GG_jr · September 12, 2016, 8:31am

Here is the link to the message log regarding WebTop installation:

https://drive.google.com/open?id=0B1DQ23OY7TYkeDU1NjZzYjU4MnM

I have installed WebTop for many times.
Sometimes it works from the first installation attempt, sometimes I have encountered this issue.

giacomo · September 12, 2016, 9:02am

I found this error in your log:

Sep 11 01:56:24 pdc-ad esmith::event[22709]: ERROR: language “plpgsql” already exists

It seems something related stored procedure. Maybe Webtop does something during the start?
I hope @gabriele_bulfon have some ideas

By the way I couldn’t replicate the problem.

GG_jr · September 12, 2016, 9:09am

Yeah …
As I told you, sometimes it works from the first installation attempt, sometimes I have encountered this issue.

I will wait @gabriele_bulfon before reinstall NS.

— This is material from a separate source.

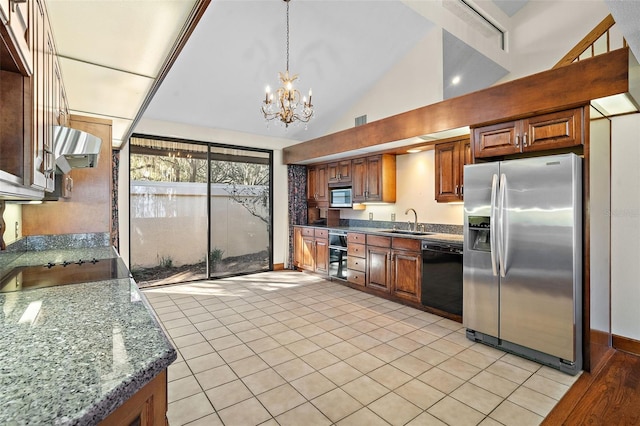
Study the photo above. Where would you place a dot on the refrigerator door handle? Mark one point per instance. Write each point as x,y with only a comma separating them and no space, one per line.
493,239
501,222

Or, how could I uninstall WebTop “in all” (webTop and all dependencies) so after that to reinstall it from Software center?

Thank you,
Gabriel

gabriele_bulfon · September 12, 2016, 9:34am

Hi,

there is a postgres function we have created for Nethesis to allow automatic deletion of a single user when that user is deleted from the entire system (ldap etc).
This function is written in plpgsql.
For this reason, the webtop initialization script of NethServer has sql code to ensure that this language is installed (via a “create language plpgsql”).
I bet there are times where postgres is already in use on the system and have plpgsql already installed, causing the error on that sql statement.

Is this the case?

Gabriele

GG_jr · September 12, 2016, 10:21am

Hi Gabriele,

Thank you for your response.

First, I don’t know what do you mean when you refer to “language”. Is about “programmer language” or about “language” as English, Italian, …
If is the last case, I always use English (US).

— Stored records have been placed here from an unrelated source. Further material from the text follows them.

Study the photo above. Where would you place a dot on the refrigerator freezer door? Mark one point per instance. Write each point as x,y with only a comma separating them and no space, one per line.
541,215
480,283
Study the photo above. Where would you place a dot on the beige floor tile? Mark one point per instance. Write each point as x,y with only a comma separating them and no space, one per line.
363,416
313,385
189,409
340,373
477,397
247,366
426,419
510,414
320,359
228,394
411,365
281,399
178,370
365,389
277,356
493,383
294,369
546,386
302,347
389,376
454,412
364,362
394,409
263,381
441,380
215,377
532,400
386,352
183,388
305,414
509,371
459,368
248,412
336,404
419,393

The PGSQL was installed by WebTop.
The installation of the WebTop was like I have described above.

Usually, when I have installed WebTop I had only one user created: Samba AD Administrator.

I will reinstall NS and WebTop from scratch, by this procedure:

Install NS 7b2 from scratch (bare-metal server).
Make all updates.
Edit the “Organizations contacts”.
Edit the “Self-signed certificate”.
Install the “Account provider: Samba Active Directory” package, from Software center.
Install the “fix” for Samba AD by @davidep
Configure Samba AD
admin-todo reminder on Dashboard for Administrator’s password: Change password for user administrator@test.abt.ro (first time, from “Nethesis,1234”)
Install Email (Email server and filter)
Install POP3 proxy (Intercept POP3 connections and scan messages for virtus and spam)
Install SMTP proxy (SMTP proxy)
Install Basic firewall (Configure network adapters and basic firewall) - automatically installed
Install WebTop groupware (WebTop groupware)

One question please (also for @davidep and @giacomo)

The FQDN of the server will be “pdc-ad.test.abt.ro”.
As I said, I intend to test this configuration as AiO Server.
The registrations for mail server (MX, …) are kept on an External Name Server.
I think that I must to create an alias: Configuration -> DNS -> Server alias -> Create New: mail.test.abt.ro. Is this correct?
If YES, when I must create this alias: before install WebTop, or after? (By me, doesn’t matter, but …)

TIA,
Gabriel

gabriele_bulfon · September 12, 2016, 10:36am

It is the language used by the postgres store procedures.
It looks like some of install steps preceding Webtop, is already creating the plpgsql, and this is not a considered case by the NethServer Webtop install script.
Maybe @giacomo can find some way to run all the webtop install script without the “create language”, and create that in a separate script that is not blocking when failing?

Gabriele

giacomo · September 12, 2016, 1:33pm

You don’t need it (@davidep please correct me if I’m wrong).

I suppose the issue is in this line: nethserver-webtop4/root/usr/share/webtop/webtop.sql at f97de3c4dfb7268b3ec083320052aa8e655c55f2 · NethServer/nethserver-webtop4 · GitHub

Am I correct?
Can we replace it with the following?

CREATE OR REPLACE plpgsql;

From: PostgreSQL: Documentation: 9.0: CREATE LANGUAGE

I’m ok also with removing the entire line, but I have no idea about the effects.

gabriele_bulfon · September 12, 2016, 1:48pm

Yes, I think this is the solution, just check that you have version 9 of Postgres.
In any case, just check it works on a bare machine where you didn’t install webtop yet.